By Greta Rosen Fondahn
STOCKHOLM (Reuters) -Swedish home appliances maker Electrolux reported on Friday a bigger rise than expected in second-quarter profit as it outperformed the wider market in North America, and price hikes offset higher costs related to U.S. tariffs.
Operating profit at the group, whose brands also include Frigidaire, AEG, Zanussi and Volta, was 797 million crowns ($82 million) against a year-earlier 419 million, on organic sales growth of 2% driven by North America and Latin America.
Analysts had on average forecast a profit of 710 million crowns, according to a poll provided by Electrolux.
"In both Europe and North America, consumers continue to shift to lower price points and demand was impacted by uncertainty due to ongoing geopolitical developments," CEO Yannick Fierling said in a statement.
Electrolux' however swung to profit in North America despite a slight decline in overall demand in North America as well as Europe, helped by cost cuts.

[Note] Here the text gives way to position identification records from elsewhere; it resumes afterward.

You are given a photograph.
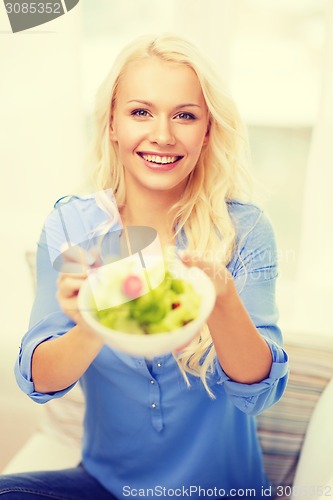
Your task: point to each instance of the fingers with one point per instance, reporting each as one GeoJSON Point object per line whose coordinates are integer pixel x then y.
{"type": "Point", "coordinates": [76, 259]}
{"type": "Point", "coordinates": [70, 284]}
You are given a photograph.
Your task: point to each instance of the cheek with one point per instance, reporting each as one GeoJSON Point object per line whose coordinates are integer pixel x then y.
{"type": "Point", "coordinates": [195, 141]}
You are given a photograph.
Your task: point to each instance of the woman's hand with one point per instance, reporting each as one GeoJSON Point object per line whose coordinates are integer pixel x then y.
{"type": "Point", "coordinates": [75, 269]}
{"type": "Point", "coordinates": [68, 289]}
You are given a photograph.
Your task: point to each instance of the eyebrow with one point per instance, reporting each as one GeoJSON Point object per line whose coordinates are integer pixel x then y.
{"type": "Point", "coordinates": [150, 104]}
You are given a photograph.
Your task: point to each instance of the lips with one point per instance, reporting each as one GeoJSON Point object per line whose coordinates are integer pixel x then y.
{"type": "Point", "coordinates": [160, 159]}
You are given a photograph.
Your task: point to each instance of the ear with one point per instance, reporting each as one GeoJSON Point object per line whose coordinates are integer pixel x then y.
{"type": "Point", "coordinates": [206, 139]}
{"type": "Point", "coordinates": [112, 132]}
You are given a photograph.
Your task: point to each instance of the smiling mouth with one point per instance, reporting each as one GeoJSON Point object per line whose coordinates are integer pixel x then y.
{"type": "Point", "coordinates": [161, 160]}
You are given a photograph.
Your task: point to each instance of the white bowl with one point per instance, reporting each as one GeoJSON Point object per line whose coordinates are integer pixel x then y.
{"type": "Point", "coordinates": [156, 344]}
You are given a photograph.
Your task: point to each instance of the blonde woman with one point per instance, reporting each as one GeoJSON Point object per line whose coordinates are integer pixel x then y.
{"type": "Point", "coordinates": [170, 144]}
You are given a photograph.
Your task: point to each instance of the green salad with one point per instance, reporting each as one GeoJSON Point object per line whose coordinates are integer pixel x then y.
{"type": "Point", "coordinates": [169, 306]}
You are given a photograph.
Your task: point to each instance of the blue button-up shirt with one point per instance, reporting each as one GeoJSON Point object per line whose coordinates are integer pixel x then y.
{"type": "Point", "coordinates": [146, 431]}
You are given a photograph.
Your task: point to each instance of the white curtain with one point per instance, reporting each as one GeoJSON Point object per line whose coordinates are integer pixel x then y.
{"type": "Point", "coordinates": [314, 292]}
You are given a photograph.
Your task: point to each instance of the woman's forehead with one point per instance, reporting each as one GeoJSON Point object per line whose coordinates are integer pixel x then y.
{"type": "Point", "coordinates": [152, 78]}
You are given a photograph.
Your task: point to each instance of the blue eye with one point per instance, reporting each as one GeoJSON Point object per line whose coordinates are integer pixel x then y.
{"type": "Point", "coordinates": [140, 112]}
{"type": "Point", "coordinates": [186, 116]}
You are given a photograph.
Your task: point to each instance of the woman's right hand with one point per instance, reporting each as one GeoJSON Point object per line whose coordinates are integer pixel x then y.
{"type": "Point", "coordinates": [77, 263]}
{"type": "Point", "coordinates": [69, 285]}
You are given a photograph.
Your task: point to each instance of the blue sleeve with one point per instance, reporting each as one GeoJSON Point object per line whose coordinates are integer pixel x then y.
{"type": "Point", "coordinates": [254, 268]}
{"type": "Point", "coordinates": [47, 321]}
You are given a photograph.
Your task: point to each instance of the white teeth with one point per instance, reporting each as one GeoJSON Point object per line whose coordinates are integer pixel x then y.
{"type": "Point", "coordinates": [160, 159]}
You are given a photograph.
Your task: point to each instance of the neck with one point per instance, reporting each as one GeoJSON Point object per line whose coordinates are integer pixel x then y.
{"type": "Point", "coordinates": [150, 209]}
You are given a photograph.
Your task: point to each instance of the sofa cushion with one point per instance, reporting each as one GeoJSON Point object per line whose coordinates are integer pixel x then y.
{"type": "Point", "coordinates": [282, 427]}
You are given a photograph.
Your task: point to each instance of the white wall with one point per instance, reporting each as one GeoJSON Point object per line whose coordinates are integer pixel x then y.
{"type": "Point", "coordinates": [41, 131]}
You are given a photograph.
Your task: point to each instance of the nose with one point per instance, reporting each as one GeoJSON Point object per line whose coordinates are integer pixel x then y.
{"type": "Point", "coordinates": [161, 132]}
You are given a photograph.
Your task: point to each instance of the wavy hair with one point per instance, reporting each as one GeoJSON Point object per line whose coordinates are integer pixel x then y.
{"type": "Point", "coordinates": [220, 174]}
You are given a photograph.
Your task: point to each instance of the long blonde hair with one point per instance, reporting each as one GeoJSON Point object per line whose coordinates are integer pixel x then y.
{"type": "Point", "coordinates": [220, 174]}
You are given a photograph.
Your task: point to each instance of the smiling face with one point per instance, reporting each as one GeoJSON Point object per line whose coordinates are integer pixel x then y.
{"type": "Point", "coordinates": [159, 124]}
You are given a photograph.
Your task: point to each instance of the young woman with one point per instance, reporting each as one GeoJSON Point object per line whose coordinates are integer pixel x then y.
{"type": "Point", "coordinates": [171, 146]}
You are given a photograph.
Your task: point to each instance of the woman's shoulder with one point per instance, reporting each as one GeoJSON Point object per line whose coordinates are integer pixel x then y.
{"type": "Point", "coordinates": [244, 213]}
{"type": "Point", "coordinates": [249, 219]}
{"type": "Point", "coordinates": [85, 211]}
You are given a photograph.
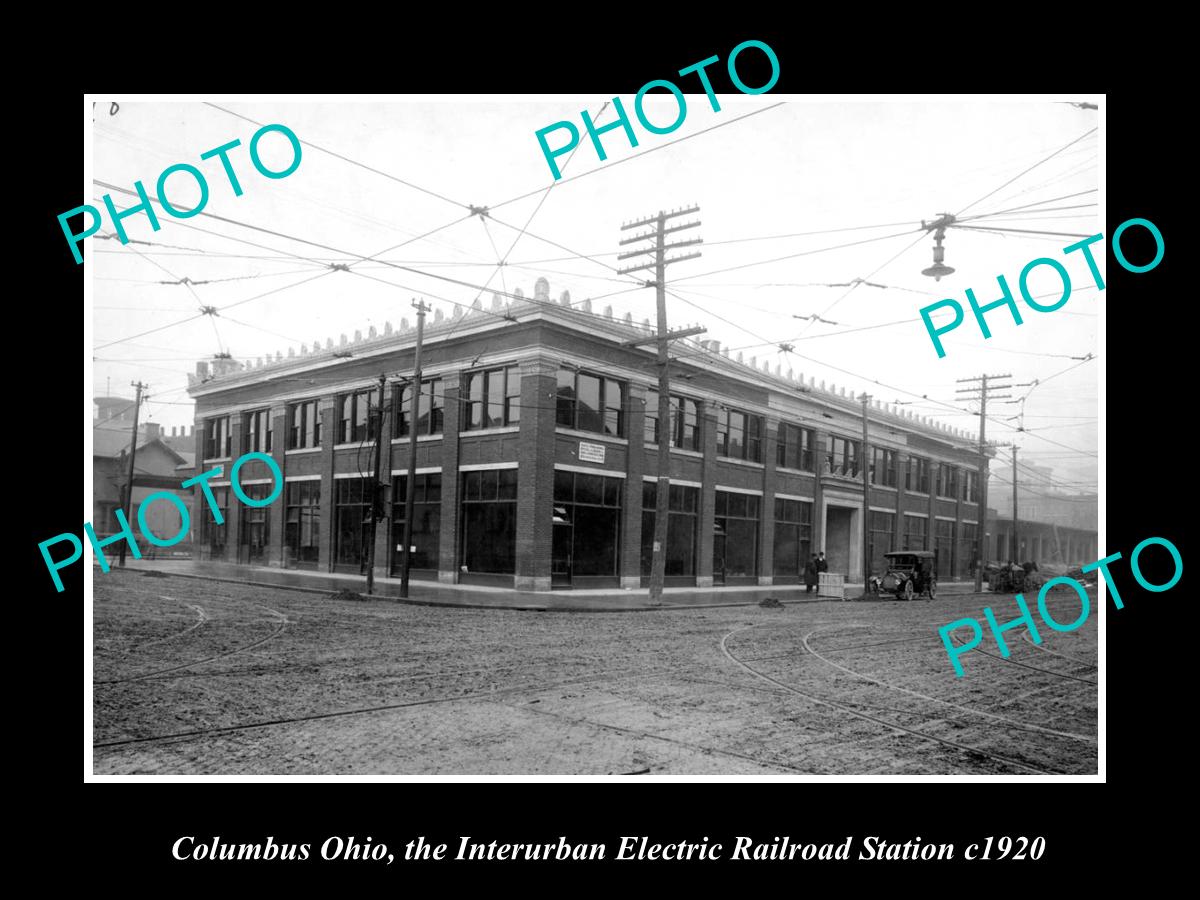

The North America division, which last year accounted for a third of group sales, made an operating profit of 57 million crowns, against a year-earlier 369 million loss.
Electrolux said in April U.S. President Trump's tariff plans had hit consumer sentiment, and lowered its North America market outlook. It said at the time it was extremely difficult to predict tariffs, and that it aimed to offset any further tariff increases with more price hikes.
"We reiterate our aim to offset tariff-related cost increases in North America through price increases," Fierling said on Friday.
The rival to China's Midea and U.S. Whirlpool maintained a "neutral to negative" full-year market outlook for North America, and a "neutral" outlook for Europe and Asia-Pacific markets as well as Latin America.
Electrolux produces most of its goods sold in North America in North America, where it has production sites in both the U.S. and Mexico, with most raw materials also sourced locally. However, it imports some components and products from China.